Hedge fund indices are imperfect. Our real benchmark is cash. Right now we are slightly short for an absolute return vehicle, with cash at 4%-5%, not the usual 6%-9%.
How big is this hedge fund business of yours?
The total assets under management are about $500 million, with about half in single strategies and half in the funds of funds. The reality is the fund of funds is the mainstream product, but institutions want a three-year track record and other data before they invest. Frankly you can get that level of information elsewhere because we're not quite two years old. Customers can afford to wait. But they cannot afford to wait to participate in single strategies, and we can get this product out the door. Over time, I expect the funds of funds will comprise 70% of our hedge fund assets.
What kind of clients do you have in your hedge fund business?
Again we expect the prospective investor base to be 70% institutional and 30% high net worth, but currently it is the reverse. It is easy to explain a single strategy to high-net worth people. Institutions decide more slowly, they need approval from the board of directors and so on, but when they come in, they do so in bigger amounts.
Who are your main competitors - other institutional players such as yourself, or established boutiques?

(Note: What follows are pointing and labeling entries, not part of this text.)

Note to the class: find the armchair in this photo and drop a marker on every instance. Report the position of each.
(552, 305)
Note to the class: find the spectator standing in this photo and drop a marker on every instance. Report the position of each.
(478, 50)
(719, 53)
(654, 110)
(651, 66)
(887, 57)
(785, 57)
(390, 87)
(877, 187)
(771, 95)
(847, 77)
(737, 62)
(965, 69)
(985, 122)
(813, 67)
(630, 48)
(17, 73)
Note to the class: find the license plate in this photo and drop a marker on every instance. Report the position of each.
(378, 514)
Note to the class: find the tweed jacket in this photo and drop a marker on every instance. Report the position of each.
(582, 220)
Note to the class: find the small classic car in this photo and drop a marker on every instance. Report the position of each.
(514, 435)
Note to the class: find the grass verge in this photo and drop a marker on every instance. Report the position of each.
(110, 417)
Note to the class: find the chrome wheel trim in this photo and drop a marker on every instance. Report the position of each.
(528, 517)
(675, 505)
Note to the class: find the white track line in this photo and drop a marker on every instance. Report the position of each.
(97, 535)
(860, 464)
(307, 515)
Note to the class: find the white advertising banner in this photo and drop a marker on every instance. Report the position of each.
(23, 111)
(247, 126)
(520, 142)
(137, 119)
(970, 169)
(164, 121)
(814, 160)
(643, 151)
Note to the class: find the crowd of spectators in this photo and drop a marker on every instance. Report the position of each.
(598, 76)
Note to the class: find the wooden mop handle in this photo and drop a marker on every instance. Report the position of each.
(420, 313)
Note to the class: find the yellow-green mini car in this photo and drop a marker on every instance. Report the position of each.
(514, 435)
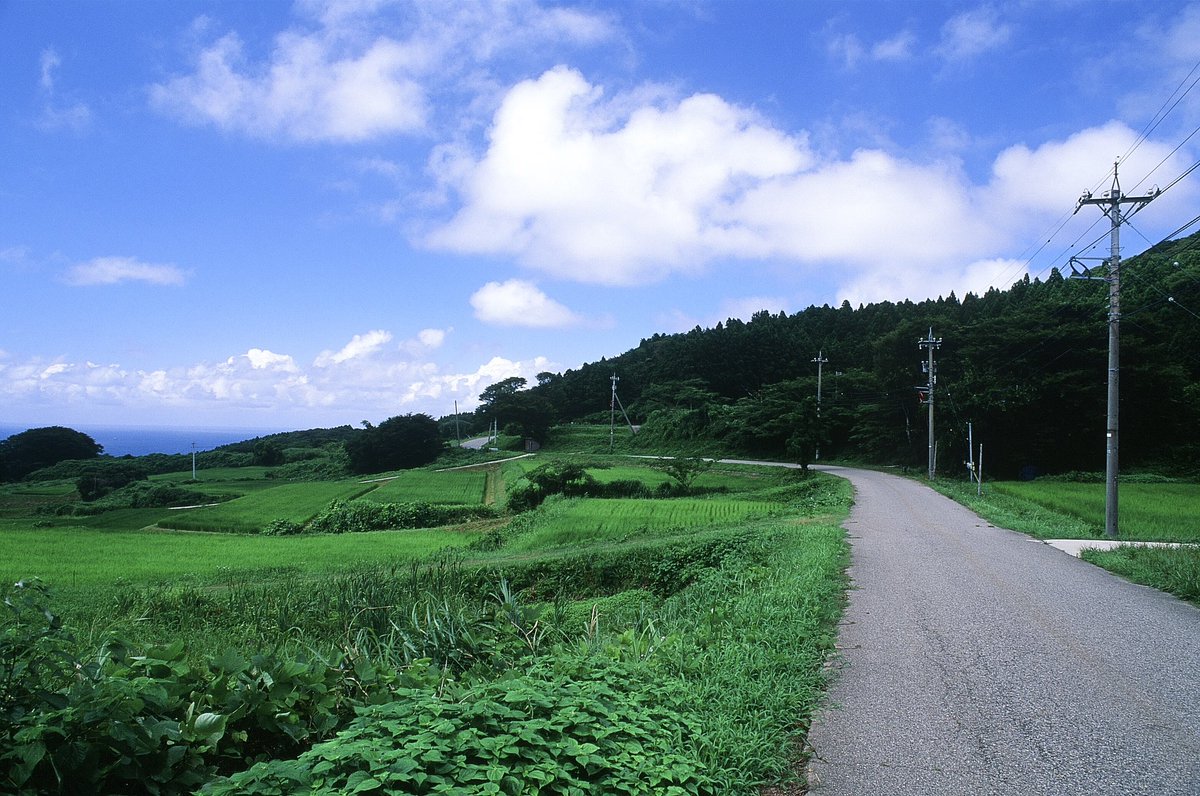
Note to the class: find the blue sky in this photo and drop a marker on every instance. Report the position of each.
(279, 215)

I'd say it's both. We feel competition from other traditional asset management houses like Merrill Lynch, Deutsche Bank and Goldman Sachs. We are finding success in places such as Japan where clients like to invest in a brand. But the fiercer end of the competition is definitely against the likes of Ivy or Qwest, boutique funds of funds in the United States that have been doing this for 10 years. For our single strategy funds, we really just compete against the boutiques, some of which in the US have grown to billions of dollars under management. A lot of the traditional investment houses don't have these yet.
How do you compete against these boutiques?
You compete on performance. And some clients take comfort that we are institutional in nature. Investors looking at business risk see ours is low. We have independent risk management that is not just at the hedge fund level. Others of course will say hedge funds are no business for traditional institutional managers.
How much of your current assets are sourced from this region?
We gain 25% of our assets from Asia, currently from Hong Kong and Japan. I'm responsible for Asia Pacific. Japan is the opportunity: pension funds there need absolute returns, and they have the money. We have direct relationships with clients because of our pension business as well as through third-party banks used for our retail business.
In Hong Kong, institutions are not keen on hedge funds yet. The Jockey Club is an exception. Here it is still a high-net worth game, and this retail market likes structured products such as guaranteed mutual funds, not standalone hedge funds. We sell here through our own private bank network, and are also looking to distribute through third-party private banks.
What is the hardest part about marketing your alternative investment services?
It's getting people over the hedge-fund hump, conceptually. We don't want an unstable pool of capital; we've turned away money because the client didn't understand what we are doing. The Hong Kong regulators have helped to raise the profile of hedge funds, but hype doesn't necessarily mean understanding.
Do you find consultants helpful?
Consultants in Hong Kong, Singapore and Australia drive growth among pension plan allocations, but consultants only look at funds of funds. The economics of them to analyze 6,000 hedge funds for a 5% allocation of a client's portfolio makes no sense. But Japanese investors have been allocating to hedge funds before consultants even considered it an asset class. You don't lead in to clients directly via consultants. And Frank Russell has its own fund of hedge funds, which is a conflict of interest.
Why would hedge funds want to be part of your fund of funds rather than an established boutique's fund of funds?
Hedge funds employ us as gatekeeper to reach institutions and diversify out of relying solely on high-net worth clients, which they can access using, say, a Swiss private bank. These may not always be the best funds but they are established.